Extra* (but required):  in class we took a random sample of 7 serial numbers from the population {1,2,....N}, where N was an unknown number.  Each serial number came from a "captured tank".
a) Make a sketch of the pdf of the population (obviously in terms of N)

It is a uniform distribution:  there is a "point mass" at 1/N above each of the points 1,2, ...., N

b) Let Xi represent the serial number on the ith tank we capture.  Find an expression for the expected value of Xi. Find an expression for the standard deviation of Xi.
E(Xi) = sum (i * (1/N)) = (1/N) sum i   = (N+1)/2   (This last step is as simple as you can get it, but it's okay if you stop the step before.

Var(Xi) = sum (i - (N+1)/2)2 (1/N)  and this can be simplified a litle more, but that's not necessary.  Of course you need to take the square rot to get the SD, and I can't do this on the web.  Let's call this number "sigma".

c) Suppose we calculate Y = (X1 + ... + X7)/7   Find the mean of Y in terms of the mean of X.  Find the SD of Y in terms of the SD of X.
E(Y) = (E(X1) + ... + E(X7))/7 = 7*E(X)/7  = (N+1)/2
Var(Y) =  sigma/sqrt(7)

d) A popular choice for  an estimator for N was Xbar + 3* SD(X).  What's the bias of this estimator?  How does the bias change if we take a larger sample size?
Bias = E(Xbar + 3SD(X)) - N
E(Xbar) + 3sigma - N
(N+1)/2 + 3sigma - N
notice that n -- the sample size -- does not appear (and doesn't appear in sigma).  So changing the sample size won't affect the bias.

e)  Another choice was Xbar + 3*SD(X)/sqrt(n) .  What's the bias of this estimator?  How does the bias change if we take a larger sample size?

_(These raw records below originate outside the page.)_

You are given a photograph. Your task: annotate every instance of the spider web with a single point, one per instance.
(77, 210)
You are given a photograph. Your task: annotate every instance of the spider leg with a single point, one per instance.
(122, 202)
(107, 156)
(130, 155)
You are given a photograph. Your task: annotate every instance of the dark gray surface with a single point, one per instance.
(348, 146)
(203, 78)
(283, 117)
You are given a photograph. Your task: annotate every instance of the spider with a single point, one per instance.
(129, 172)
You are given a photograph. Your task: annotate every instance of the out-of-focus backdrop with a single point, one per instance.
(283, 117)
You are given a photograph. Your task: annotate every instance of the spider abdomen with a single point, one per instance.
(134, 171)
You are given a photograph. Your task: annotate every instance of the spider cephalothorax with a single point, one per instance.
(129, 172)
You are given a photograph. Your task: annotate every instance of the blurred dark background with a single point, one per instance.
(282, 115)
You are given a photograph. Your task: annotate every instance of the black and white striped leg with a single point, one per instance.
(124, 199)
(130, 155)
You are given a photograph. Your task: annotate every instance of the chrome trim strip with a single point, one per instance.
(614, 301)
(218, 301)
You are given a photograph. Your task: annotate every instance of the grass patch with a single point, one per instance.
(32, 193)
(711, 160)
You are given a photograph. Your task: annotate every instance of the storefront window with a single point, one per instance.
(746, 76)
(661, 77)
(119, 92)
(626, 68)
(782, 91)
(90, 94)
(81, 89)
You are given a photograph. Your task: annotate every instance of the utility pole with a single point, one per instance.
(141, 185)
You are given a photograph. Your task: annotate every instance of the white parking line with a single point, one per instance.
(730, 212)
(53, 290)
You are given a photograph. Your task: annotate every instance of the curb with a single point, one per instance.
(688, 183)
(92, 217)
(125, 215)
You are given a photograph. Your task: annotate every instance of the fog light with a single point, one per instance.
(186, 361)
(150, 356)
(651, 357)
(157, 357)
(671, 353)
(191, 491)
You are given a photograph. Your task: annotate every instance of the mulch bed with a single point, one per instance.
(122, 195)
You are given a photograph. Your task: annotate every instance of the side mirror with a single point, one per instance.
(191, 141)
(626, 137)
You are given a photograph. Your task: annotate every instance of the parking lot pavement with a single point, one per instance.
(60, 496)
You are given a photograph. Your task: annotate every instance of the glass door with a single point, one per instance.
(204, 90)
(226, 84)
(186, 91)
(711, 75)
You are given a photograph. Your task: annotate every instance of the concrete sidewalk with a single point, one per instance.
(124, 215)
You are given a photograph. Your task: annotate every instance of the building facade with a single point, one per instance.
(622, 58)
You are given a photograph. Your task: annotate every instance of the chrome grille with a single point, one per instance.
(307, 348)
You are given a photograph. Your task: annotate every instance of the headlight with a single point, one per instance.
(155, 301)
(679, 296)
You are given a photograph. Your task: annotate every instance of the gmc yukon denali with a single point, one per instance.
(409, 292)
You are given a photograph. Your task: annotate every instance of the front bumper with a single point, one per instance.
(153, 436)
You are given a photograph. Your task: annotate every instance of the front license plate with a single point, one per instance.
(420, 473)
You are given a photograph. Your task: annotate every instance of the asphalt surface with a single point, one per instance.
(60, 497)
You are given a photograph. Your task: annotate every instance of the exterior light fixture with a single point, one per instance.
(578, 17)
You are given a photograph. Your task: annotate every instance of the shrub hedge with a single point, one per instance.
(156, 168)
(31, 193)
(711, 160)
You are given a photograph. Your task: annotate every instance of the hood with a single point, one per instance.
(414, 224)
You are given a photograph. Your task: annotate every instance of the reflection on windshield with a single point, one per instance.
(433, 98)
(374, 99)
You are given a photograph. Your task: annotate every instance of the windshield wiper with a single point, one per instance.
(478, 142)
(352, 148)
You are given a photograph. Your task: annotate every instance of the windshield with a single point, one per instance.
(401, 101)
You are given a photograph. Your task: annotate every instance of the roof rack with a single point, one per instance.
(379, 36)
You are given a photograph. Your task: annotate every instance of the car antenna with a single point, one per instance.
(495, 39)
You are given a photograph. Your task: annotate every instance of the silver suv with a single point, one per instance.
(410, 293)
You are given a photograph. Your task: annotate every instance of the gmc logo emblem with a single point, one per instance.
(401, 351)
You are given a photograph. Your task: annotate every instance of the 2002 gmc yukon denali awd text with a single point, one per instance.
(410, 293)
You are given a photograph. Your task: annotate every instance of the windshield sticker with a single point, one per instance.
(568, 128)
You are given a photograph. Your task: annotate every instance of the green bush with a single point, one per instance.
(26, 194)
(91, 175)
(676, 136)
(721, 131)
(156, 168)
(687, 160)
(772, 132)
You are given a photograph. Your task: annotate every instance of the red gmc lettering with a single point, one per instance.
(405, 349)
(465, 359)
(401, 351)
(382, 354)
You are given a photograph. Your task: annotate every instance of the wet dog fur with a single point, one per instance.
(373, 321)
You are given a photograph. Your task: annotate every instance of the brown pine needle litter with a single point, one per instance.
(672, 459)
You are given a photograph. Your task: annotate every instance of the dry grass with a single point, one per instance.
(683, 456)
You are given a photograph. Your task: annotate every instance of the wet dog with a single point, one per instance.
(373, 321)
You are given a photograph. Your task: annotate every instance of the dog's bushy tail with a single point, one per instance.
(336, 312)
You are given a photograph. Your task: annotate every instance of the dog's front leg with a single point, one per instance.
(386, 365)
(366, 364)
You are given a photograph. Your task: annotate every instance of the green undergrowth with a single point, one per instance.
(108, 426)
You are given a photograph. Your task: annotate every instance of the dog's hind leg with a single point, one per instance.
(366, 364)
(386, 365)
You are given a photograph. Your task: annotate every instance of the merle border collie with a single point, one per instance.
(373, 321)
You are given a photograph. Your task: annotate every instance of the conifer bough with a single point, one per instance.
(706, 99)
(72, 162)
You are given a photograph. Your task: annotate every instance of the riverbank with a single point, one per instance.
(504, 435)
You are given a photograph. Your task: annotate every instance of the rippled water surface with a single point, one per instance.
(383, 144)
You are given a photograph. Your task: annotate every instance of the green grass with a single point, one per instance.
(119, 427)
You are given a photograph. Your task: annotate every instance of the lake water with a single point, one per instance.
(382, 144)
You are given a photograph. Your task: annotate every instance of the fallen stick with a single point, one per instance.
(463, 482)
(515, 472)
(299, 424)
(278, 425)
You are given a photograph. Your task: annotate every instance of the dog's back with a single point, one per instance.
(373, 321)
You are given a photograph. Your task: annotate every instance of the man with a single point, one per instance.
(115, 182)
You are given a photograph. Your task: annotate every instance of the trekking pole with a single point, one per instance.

Bias = E(Xbar + 3SD(X)/sqrt(n))- N = (N+1)/2 + 3sigma/sqrt(n) - N
Now n does appear, and as n gets very large, the middle term gets very small.

Note:  Strictly speaking, the Xi's are not independent. Why? Because the population is finite (it has N tanks) and so every time we draw one out without replacement, we gain information about the population and therefore the probability that the next Xi will have a certain value is different than it was before we knew the previous tank's value.  On the other hand, if the population is really big compared to the sample size, then this doesn't matter so much.  Hopefully you saw this point, but it's okay if you didn't write it out in this problem.